The southeast gully/chimney system - This is not a recommended route. I did it by mistake, and started to climb up the mountain just pass the semidetached large pinnacle. It required a lot of low 5th class moves, which was interesting, and extreme exposure. I found a gully leading west, then it turned into a chimney leading northeast, and finally a face climb on loose bad quality rock, which tops out on the south part of the summit. The advantage is that this is the shortest route up. The rock is extremely loose, you cannot trust most of your holds.
North Couloir - my favorite, this is a seasonal climb, best time is usually May, June. This climb is described in Colorado Snow Climbs. You can approach it via Weehawken trail (a long approach), or what most people do is they climb into Coffeepot-Potosi saddle, drop down on Potosi's north side, climb up the couloir. Descent: the standard route or via the couloir. I descended part of the couloir down, and traversed back into the saddle, lots of exposure.
Would not recommend pets for any of these routes, but have to admit that Duchess did all 3 routes above with the SE gully/chimney system being most scary one. For the climbing route, I was in the chimney, and she "sat" on my thighs while I was wedging myself up. Would not do it again.

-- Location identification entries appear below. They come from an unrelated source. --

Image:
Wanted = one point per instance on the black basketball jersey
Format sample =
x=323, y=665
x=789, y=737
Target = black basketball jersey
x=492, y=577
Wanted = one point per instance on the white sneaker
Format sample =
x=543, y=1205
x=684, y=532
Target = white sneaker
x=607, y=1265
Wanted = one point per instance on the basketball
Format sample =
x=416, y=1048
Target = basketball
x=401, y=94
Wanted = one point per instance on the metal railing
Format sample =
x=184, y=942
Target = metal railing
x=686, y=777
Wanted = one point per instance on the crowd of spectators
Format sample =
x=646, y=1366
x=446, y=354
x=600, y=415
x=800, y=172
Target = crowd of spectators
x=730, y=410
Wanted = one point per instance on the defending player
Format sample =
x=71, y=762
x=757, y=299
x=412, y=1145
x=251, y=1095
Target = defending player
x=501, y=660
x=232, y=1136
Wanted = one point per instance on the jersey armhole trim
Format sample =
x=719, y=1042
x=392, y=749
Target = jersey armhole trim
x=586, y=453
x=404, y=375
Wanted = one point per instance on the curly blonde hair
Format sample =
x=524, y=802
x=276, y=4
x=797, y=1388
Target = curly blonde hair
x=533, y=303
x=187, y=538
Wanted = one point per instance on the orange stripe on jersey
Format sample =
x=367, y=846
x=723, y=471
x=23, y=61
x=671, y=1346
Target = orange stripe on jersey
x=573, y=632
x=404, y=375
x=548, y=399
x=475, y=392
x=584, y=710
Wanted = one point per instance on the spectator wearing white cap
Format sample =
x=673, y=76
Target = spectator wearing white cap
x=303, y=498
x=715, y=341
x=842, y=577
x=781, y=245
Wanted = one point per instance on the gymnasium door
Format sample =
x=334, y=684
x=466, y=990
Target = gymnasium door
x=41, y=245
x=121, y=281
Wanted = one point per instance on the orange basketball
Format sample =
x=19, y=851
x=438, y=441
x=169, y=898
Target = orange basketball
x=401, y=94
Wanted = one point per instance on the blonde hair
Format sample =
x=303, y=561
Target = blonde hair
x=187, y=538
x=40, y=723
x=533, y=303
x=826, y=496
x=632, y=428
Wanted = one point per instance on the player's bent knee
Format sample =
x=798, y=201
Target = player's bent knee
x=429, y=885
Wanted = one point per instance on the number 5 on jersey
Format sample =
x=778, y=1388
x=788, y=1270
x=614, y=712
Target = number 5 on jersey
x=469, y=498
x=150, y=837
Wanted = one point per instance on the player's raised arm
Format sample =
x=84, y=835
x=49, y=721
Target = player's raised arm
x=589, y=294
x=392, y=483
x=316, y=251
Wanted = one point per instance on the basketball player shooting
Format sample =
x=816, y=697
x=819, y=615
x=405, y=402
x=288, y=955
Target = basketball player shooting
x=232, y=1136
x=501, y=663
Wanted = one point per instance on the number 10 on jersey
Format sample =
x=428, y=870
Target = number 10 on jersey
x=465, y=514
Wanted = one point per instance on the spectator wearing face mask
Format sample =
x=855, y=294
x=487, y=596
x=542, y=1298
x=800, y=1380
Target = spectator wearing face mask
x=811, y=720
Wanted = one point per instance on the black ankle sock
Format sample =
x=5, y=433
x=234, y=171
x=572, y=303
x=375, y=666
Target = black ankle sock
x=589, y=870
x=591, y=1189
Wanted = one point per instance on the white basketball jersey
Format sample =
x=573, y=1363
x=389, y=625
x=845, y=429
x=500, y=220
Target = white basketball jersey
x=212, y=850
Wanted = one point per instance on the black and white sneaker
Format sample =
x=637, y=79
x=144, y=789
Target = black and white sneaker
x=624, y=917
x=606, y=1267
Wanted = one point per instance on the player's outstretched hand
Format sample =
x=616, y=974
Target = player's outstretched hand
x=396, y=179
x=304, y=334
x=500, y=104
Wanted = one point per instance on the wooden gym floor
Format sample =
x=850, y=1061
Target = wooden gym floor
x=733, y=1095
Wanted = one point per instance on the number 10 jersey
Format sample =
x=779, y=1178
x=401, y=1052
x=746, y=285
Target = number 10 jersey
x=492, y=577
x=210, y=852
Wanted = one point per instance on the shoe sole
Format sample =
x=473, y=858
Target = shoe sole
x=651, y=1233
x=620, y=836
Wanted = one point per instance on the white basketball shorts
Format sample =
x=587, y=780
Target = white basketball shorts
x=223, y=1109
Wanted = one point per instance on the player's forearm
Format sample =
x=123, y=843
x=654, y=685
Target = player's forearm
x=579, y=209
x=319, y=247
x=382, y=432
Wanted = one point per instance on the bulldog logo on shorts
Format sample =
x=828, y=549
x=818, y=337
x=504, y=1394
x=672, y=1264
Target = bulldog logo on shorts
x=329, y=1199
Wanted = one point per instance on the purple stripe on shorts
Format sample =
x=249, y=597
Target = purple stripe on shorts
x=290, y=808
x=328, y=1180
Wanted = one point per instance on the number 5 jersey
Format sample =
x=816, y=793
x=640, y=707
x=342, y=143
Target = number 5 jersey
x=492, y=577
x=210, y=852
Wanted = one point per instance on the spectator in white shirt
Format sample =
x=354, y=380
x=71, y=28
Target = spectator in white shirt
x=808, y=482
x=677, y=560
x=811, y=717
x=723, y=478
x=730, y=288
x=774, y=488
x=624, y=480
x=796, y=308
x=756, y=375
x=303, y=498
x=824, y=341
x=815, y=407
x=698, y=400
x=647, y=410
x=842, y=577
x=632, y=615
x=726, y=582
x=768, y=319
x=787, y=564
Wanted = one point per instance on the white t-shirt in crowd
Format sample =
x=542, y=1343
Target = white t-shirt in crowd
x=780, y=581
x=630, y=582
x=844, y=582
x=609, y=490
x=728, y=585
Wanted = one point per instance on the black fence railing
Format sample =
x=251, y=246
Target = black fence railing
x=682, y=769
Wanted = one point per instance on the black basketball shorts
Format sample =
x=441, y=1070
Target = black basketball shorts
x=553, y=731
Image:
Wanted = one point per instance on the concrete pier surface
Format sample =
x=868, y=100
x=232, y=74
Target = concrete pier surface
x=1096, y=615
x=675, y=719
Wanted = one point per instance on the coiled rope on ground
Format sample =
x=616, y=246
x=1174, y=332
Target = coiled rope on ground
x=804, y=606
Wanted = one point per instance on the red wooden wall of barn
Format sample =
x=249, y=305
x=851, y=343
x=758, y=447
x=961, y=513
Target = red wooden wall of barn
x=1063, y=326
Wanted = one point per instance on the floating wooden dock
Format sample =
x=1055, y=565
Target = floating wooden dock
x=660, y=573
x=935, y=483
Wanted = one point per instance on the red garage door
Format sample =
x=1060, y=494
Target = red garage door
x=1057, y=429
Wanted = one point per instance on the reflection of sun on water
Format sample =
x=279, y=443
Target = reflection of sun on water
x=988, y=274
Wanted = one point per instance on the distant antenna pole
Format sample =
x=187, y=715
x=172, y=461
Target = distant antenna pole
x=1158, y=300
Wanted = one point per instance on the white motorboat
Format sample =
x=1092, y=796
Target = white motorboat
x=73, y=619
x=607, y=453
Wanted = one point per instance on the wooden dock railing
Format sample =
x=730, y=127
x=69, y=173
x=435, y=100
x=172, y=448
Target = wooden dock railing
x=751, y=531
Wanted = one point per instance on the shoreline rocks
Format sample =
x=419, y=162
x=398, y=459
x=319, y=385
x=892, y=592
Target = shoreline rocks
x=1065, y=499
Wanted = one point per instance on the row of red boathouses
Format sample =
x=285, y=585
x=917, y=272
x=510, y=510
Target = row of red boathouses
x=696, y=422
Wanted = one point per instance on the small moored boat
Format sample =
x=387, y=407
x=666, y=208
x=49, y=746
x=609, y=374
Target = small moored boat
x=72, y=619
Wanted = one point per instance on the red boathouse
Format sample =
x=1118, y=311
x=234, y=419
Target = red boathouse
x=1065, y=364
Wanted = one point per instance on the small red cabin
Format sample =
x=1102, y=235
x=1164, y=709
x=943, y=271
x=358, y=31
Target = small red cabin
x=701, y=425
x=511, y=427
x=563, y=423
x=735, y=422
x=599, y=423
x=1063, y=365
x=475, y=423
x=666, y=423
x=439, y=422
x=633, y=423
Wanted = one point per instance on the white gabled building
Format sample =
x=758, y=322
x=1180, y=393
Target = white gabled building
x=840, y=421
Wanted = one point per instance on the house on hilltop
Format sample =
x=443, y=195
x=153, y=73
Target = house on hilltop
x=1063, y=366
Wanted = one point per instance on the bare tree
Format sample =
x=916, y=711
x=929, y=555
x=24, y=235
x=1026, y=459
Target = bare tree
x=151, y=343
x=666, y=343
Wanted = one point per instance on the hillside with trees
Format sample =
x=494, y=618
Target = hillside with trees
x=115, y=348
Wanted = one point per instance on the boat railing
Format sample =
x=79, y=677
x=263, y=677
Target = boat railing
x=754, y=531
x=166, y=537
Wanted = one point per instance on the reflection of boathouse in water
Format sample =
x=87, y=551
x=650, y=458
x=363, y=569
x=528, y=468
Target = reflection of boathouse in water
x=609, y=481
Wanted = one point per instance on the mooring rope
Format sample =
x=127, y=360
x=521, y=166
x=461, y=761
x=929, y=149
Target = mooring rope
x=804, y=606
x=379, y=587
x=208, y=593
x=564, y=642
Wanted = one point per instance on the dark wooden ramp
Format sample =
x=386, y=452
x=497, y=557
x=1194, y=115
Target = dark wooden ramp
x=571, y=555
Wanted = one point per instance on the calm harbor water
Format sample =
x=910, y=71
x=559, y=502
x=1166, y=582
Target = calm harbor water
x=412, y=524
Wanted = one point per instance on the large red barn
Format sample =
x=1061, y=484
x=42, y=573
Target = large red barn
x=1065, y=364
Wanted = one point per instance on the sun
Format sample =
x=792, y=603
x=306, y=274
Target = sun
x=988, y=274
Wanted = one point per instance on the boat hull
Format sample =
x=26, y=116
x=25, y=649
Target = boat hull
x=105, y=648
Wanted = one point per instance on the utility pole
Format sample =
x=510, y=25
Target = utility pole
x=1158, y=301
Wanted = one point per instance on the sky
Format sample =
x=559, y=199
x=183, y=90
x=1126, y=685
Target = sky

Descent: it is very tempting to go straight down from the saddle between Coffeepot and Potosi, but way low you will encounter cliffs and a small waterfall. Luckily, you can always see the road and your parked car. Try to head in that direction and stay high up until you get below Coffeepot, then start to descent.
Be careful on the loose scree. And consider a helmet for this scramble.
Camping is not officially allowed in Yankee Boy Basin, but I have spend a few nights in my car parked along the road, and even at the high parking lot at the end of the Camp Bird Road. I have camped in Governor Basin - below Yankee Boy basin in winter (had to snow shoe in since the roads were closed).
There are two official campgrounds in the lower section of Camp Bird road:
Angel Creek Campground
And remember, the town of Ouray offers plenty of different style of accommodations, including soaks in hot springs.